Improve your time series analysis with stochastic and deterministic components decomposition

How to decompose your time series into components you can forecast with dynamical systems and stochastic processes methods

Tiago Toledo Jr.
Towards Data Science

--

Photo by m. on Unsplash

In my last post, I talked about how one can use Taken’s Embedding Theorem to forecast deterministic time-series data with standard machine learning algorithms.

What I didn’t talk about in that post was what we could do if the series we are dealing with is not fully deterministic. As can be seen in that post, when the series present some noise, the quality of the prediction drops awfully.

In this post we will analyze and implement the results from the paper ‘Applying Empirical Mode Decomposition and mutual information to separate stochastic and deterministic influences embedded in signals’ [1] that proposes a framework to, given a time-series, decompose it into stochastic and deterministic components.

Being able of generating that decomposition will improve the prediction we can achieve with Taken’s Embedding Theorem and will also allow us to model the stochastic component separately.

The main idea here is to analyze the phase spectrum of the IMFs generated by the Empirical Mode Decomposition method applied to the time series. Let’s understand what this means and how we can apply that to our real-world problems.

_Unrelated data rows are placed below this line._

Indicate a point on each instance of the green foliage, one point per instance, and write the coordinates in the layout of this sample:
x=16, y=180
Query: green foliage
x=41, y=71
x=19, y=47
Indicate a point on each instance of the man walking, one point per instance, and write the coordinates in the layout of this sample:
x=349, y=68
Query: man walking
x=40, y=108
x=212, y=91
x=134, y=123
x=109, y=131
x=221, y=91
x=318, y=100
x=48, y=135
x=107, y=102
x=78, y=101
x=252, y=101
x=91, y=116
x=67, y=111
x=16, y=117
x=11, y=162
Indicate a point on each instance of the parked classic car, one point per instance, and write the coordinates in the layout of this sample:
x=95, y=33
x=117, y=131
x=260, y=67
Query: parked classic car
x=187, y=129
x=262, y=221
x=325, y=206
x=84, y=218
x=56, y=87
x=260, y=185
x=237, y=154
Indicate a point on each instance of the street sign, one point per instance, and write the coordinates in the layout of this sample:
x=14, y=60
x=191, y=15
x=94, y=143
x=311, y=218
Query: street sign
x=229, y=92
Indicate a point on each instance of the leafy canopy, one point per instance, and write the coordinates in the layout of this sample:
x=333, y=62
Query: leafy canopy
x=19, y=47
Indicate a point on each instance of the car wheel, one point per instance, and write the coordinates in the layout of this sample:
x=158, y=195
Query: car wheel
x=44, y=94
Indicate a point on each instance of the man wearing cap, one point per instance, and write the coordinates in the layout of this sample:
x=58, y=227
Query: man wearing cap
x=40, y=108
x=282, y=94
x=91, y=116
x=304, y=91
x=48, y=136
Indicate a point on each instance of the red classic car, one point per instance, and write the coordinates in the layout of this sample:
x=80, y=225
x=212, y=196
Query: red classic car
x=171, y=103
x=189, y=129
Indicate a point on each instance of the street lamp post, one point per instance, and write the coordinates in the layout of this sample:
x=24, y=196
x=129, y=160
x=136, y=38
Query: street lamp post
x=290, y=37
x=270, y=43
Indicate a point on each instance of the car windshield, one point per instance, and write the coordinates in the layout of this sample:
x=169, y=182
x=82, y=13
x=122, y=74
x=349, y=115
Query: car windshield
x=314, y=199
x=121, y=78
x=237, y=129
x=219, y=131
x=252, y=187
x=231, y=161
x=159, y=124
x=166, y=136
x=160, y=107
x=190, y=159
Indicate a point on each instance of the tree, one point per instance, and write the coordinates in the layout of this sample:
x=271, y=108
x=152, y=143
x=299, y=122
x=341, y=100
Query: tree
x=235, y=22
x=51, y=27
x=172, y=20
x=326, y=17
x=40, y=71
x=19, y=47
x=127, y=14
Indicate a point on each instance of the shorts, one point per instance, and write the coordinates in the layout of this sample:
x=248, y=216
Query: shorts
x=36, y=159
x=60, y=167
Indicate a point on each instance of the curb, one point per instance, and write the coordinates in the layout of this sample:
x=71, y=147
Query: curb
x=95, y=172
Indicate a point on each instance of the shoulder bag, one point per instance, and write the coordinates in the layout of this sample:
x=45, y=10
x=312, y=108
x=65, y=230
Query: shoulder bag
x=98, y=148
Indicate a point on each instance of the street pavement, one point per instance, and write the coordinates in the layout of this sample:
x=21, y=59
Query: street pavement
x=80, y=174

Empirical Mode Decomposition

The first step is to divide our time series into what is called Intrinsic Mode Functions (IMFs). For that, we will use a method called Empirical Mode Decomposition (EMD) that will receive as an input a time series and will generate the IMFs from it.

But what is an IMF?

An IMF is a time series by itself that has two met conditions:

  • The difference in the number of maximums and minimums of the series must not be greater than one in absolute
  • The average value of the IMF must be zero

The EMD will generate these IMFs by applying the following algorithm:

  • Find all of the maximums and minimums of the series
  • Interpolate them using a cubic spline to generate what we call an envelope. For those from Computer Science, you can view this as the Big O and Big Omega functions
  • Calculate the average value of this envelope and subtract the original signal from it

We can see what I mean by the above process on this plot:

Envelope creation on the EMD method. Image generated by the author

This new signal we obtained after subtracting the original time series from the average will be tested to verify if it is an IMF. If one or more of the conditions is not met, then the algorithm will repeat itself, but this time on this new candidate instead of the original time series. And will do it until we find an IMF.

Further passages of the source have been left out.